Simon Halfon, un vecchio amico dei fratelli Gallagher,  ha pensato che fosse venuto il momento di celebrare questa straordinaria band con un documentario. “Ho deciso di chiamare direttamente Liam e Noel e chiedergli che ne pensavano di un film che raccontasse la loro storia. L’idea è piaciuta a entrambi…”  ha detto Halfon presentando la pellicola in programmazione, solo per 2 giorni lunedì 8 e martedì 9 alle 17.30 – 20.00 – 22.20, nel nuovo Cinelandia di Cà Merlata mentre all’ UCI Cinemas di Montano Lucino è in programmazione oggi ore 20-10 – 22.30 domani ore 17.25 – 20.10 – 22.30 e mercoledì ore 22.30

oasis cinema

Da Burnage, sobborgo povero di Manchester, al successo mondiale in due album in pochi anni, poi l’inevitabile declino; ma di questo, il film diretto da Mat Whitecross non si occupa, concentrandosi piuttosto sulle origini e l’ascesa della band dei fratelli Gallagher. Sì perché il film, come del resto le sorti del gruppo, passa inevitabilmente dal rapporto tormentato tra Liam, il frontman, e Noel il chitarrista autore e leader carismatico del quintetto. Attraverso immagini di repertorio spettacolari oppure private, nuove interviste audio e persino scene animate, il documentario racconta e lascia raccontare ai protagonisti di quegli anni (con voce off a commeto delle immagini) l’ascesa e il grande successo che gli Oasis ebbero all’inizio degli anni ’90.

Il film scorre veloce e lieve grazie alle battute e agli aneddoti divertenti raccontati dai due fratelli; non mancano momenti di pura pazzia, momenti irriverenti fatti di eccessi, difficili da comprendere per chi quel periodo non l’ha vissuto. Oasis Supersonic è pensato apposta per una generazione di trentenni che quegli anni li hanno vissuti con indosso le Adidas e la chitarra sempre a portata di mano; loro se lo godranno alla grande e si ritroveranno in sala a canticchiare le hit del Brit Pop rimpiangendo quel periodo, l’ultimo che musicalmente abbia segnato un’intera generazione.

 

“Gli Oasis sono come una Ferrari: bella da vedere, bella da guidare, ma se vai troppo veloce finisci per perdere il controllo”.  Queste parole – pronunciate da Noel Gallagher – si rispecchiano perfettamente in quel concerto a Knebwort. C’è una sorta di malinconia che si avverte: è l’apice del successo per gli Oasis, ma forse anche la fine dell’anima reale della band, il turning point che trasforma il sound grezzo e appassionato di quattro ragazzi nella macchina da soldi di uomini rancorosi, stanchi, che senza neanche accorgersene hanno venduto l’anima al diavolo dell’industria discografica.
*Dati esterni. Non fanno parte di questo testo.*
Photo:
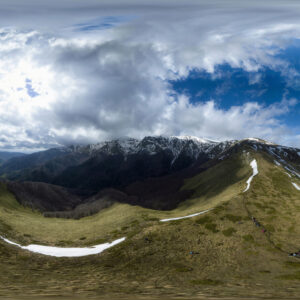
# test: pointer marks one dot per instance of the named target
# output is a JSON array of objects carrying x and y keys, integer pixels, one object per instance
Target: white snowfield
[
  {"x": 185, "y": 217},
  {"x": 66, "y": 252},
  {"x": 253, "y": 164},
  {"x": 296, "y": 186}
]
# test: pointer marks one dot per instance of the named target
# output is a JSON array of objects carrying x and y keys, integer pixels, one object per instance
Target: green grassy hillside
[{"x": 232, "y": 256}]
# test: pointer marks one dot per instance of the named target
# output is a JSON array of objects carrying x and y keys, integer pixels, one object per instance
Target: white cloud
[{"x": 114, "y": 83}]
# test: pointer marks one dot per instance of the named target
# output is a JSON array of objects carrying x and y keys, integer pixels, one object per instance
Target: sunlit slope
[{"x": 217, "y": 184}]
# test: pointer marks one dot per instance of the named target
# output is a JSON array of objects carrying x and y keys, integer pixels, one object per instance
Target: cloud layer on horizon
[{"x": 64, "y": 86}]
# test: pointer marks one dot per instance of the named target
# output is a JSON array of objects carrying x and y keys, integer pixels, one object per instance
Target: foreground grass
[{"x": 220, "y": 253}]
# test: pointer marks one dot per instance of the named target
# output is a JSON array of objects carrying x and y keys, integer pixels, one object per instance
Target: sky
[{"x": 84, "y": 71}]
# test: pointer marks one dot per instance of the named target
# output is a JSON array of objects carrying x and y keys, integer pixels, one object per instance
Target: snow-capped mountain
[{"x": 123, "y": 161}]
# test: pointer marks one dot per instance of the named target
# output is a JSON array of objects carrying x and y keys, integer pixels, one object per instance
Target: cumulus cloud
[{"x": 58, "y": 86}]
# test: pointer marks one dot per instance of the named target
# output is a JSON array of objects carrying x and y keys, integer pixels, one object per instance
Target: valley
[{"x": 207, "y": 245}]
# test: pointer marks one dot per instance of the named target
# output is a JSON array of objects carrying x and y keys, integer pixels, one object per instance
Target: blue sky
[
  {"x": 229, "y": 87},
  {"x": 87, "y": 71}
]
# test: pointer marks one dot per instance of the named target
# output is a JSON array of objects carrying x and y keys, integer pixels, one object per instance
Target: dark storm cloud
[{"x": 86, "y": 83}]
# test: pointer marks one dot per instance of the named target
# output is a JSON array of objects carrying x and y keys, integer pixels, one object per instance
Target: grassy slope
[{"x": 235, "y": 257}]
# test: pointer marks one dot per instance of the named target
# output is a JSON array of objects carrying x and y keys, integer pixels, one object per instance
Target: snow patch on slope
[
  {"x": 66, "y": 252},
  {"x": 253, "y": 164},
  {"x": 296, "y": 186},
  {"x": 277, "y": 163},
  {"x": 185, "y": 217}
]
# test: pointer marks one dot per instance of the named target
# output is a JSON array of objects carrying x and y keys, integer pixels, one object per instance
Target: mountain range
[
  {"x": 196, "y": 218},
  {"x": 149, "y": 172}
]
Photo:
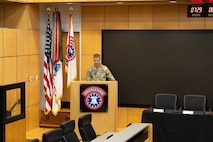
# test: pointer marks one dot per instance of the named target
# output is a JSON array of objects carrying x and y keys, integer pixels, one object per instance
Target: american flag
[
  {"x": 48, "y": 71},
  {"x": 57, "y": 63}
]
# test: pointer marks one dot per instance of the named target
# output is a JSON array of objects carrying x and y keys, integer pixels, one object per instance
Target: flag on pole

E’ una bella riflessione, poi, sull’era digitale, a quei tempi ormai alle porte – pochi anni dopo sarebbe arrivato Internet, Napster e subito dopo i concerti registrati su telefono, dove la magia di vivere un evento storico si sarebbe persa per sempre – a chiudere il film. E, infine, la musica di The Masterplan sui titoli di coda.